In the real world politicians need to decide:
1. What information to leave out.
2. The extent to which the conventional narrative needs to be challenged. We shouldn't spend out time correcting inaccuracies at the expense of making our point.
3. Which adjectives to use. Such adjectives can carry a variety of denotations and connotations that range from completely inaccurate to almost completely accurate. No word is adjective is ever perfect but many will be acceptable.
4. What tone to take. Optimistic or pessimistic? Cautious or certain? Unsurprised or bewildered? Angry or collected?
5. The timing of the response.
6. Probably many more.

I suppose it might be possible in principle to make a firm distinction between spinning and framing. Buy you haven't done so. In the context of actually political speech a degree of deception is expected as a result of subjective opinion and semantic ambiguity. Now I think it is important to be able to parse the statements of politicians but I also think it is silly to dogmatically reject anything that might be called spin.

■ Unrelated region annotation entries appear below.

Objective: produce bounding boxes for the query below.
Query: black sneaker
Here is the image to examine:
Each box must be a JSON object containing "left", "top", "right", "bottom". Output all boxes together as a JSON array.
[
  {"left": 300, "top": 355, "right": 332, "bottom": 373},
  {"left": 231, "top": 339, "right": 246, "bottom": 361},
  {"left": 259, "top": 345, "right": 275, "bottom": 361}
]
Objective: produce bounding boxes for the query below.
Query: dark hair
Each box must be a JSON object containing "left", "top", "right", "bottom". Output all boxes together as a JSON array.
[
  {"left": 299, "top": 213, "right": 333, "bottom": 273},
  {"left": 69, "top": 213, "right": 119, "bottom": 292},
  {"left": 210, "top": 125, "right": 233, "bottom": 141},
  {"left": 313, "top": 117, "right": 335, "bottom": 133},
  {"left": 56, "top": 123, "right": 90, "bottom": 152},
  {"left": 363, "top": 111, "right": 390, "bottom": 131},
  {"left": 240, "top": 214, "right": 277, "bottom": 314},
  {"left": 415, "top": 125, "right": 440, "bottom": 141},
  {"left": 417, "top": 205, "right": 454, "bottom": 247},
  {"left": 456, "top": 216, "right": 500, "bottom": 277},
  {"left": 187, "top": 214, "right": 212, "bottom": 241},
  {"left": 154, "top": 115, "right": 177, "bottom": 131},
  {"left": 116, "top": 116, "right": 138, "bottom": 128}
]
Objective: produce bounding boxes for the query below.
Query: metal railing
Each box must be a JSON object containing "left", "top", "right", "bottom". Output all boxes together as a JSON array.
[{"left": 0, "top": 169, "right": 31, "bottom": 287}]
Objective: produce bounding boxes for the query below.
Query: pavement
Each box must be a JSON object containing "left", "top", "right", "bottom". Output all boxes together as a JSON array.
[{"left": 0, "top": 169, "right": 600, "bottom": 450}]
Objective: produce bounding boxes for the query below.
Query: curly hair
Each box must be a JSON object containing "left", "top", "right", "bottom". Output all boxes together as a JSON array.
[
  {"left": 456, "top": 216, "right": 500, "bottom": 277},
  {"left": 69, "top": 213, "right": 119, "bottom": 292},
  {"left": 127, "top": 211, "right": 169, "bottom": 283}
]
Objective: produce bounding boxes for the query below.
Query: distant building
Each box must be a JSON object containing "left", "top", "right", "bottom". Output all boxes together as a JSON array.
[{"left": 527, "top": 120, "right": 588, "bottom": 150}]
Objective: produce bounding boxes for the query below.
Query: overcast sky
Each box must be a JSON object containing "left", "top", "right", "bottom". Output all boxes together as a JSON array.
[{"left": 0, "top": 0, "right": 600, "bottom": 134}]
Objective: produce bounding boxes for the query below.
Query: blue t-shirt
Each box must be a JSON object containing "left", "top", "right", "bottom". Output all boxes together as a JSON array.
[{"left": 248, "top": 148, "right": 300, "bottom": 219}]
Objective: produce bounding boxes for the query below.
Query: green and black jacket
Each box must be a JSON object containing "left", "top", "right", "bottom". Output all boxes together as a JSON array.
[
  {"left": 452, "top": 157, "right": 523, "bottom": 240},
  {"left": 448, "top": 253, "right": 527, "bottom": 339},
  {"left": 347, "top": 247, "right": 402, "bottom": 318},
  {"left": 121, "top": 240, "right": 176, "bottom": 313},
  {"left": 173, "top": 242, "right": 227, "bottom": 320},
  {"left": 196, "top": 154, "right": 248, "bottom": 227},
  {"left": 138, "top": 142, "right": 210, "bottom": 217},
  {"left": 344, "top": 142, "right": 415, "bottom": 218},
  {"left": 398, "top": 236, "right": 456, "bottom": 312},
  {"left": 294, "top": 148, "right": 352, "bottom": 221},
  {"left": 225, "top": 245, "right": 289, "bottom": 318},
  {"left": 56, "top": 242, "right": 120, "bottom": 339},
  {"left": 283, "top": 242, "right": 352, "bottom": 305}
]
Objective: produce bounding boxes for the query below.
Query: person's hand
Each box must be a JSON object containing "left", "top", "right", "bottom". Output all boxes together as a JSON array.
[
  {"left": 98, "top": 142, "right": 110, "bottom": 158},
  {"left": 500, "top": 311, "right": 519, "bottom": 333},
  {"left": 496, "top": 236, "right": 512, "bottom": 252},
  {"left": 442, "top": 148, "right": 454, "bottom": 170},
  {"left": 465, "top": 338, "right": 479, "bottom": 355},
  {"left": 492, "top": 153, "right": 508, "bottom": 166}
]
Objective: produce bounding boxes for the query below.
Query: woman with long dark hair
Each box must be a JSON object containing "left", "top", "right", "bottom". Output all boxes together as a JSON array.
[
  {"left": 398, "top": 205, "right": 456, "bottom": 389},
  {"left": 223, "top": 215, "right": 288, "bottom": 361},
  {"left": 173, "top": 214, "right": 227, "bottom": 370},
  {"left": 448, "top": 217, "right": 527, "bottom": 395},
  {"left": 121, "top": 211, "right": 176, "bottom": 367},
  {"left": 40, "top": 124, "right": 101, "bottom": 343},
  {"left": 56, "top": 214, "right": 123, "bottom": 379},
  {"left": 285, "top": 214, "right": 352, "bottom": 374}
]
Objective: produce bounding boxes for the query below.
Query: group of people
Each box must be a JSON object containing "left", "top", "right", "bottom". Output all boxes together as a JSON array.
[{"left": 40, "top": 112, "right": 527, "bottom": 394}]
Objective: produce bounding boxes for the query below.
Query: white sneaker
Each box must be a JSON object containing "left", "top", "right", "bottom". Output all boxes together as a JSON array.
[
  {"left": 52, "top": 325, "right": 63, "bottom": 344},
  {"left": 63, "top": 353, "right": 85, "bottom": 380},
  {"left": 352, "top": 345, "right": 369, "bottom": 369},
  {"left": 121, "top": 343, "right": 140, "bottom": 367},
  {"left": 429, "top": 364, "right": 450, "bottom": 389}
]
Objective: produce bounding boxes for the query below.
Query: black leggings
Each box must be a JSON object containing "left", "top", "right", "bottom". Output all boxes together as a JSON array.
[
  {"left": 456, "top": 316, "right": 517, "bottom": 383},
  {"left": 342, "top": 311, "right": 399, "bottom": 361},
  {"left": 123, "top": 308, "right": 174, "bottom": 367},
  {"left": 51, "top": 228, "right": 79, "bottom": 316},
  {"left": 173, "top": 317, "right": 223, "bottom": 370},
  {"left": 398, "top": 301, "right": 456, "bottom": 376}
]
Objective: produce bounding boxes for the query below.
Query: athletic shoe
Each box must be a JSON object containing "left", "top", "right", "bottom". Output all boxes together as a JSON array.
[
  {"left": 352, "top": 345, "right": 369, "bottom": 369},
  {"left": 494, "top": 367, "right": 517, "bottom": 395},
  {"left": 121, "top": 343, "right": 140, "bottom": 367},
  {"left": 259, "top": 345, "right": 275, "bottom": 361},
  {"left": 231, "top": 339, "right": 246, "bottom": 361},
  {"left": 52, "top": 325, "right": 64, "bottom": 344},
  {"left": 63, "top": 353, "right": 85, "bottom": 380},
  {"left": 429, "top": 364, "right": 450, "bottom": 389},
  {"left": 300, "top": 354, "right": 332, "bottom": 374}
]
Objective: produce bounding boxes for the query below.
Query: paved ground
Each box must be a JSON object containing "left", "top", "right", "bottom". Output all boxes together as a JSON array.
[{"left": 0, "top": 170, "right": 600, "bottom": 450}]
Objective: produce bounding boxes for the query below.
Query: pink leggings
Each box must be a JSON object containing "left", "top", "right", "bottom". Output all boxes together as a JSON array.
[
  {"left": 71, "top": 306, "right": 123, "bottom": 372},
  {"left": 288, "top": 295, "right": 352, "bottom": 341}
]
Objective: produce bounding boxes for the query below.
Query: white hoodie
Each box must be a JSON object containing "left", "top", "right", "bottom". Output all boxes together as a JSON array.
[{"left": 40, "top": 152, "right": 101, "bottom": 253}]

Lets take your use of the term "Obamaphile" as an example. Sure, I guess it means someone who likes Obama so it is a pretty good descriptor of those who disagreed with you on this. On the other hand not everyone who disagreed with you actually supports Obama. So maybe that makes it a lie? But surely some people who disagree with you on this DO support Obama so now you're just generalizing. Maybe that's spinning- you're just leaving out the examples that are inconvenient. On the other hand the suffix -phile has a connotation of an irrational infatuation. Like a mental disease. Surely no one actually has a mental disorder that leads them to have an obsessive sexual fetish for the junior senator from Illinois, right?

So what is it? Framing? Spinning? Lying? Political speech is  not easily divisible into three categories of relative honesty.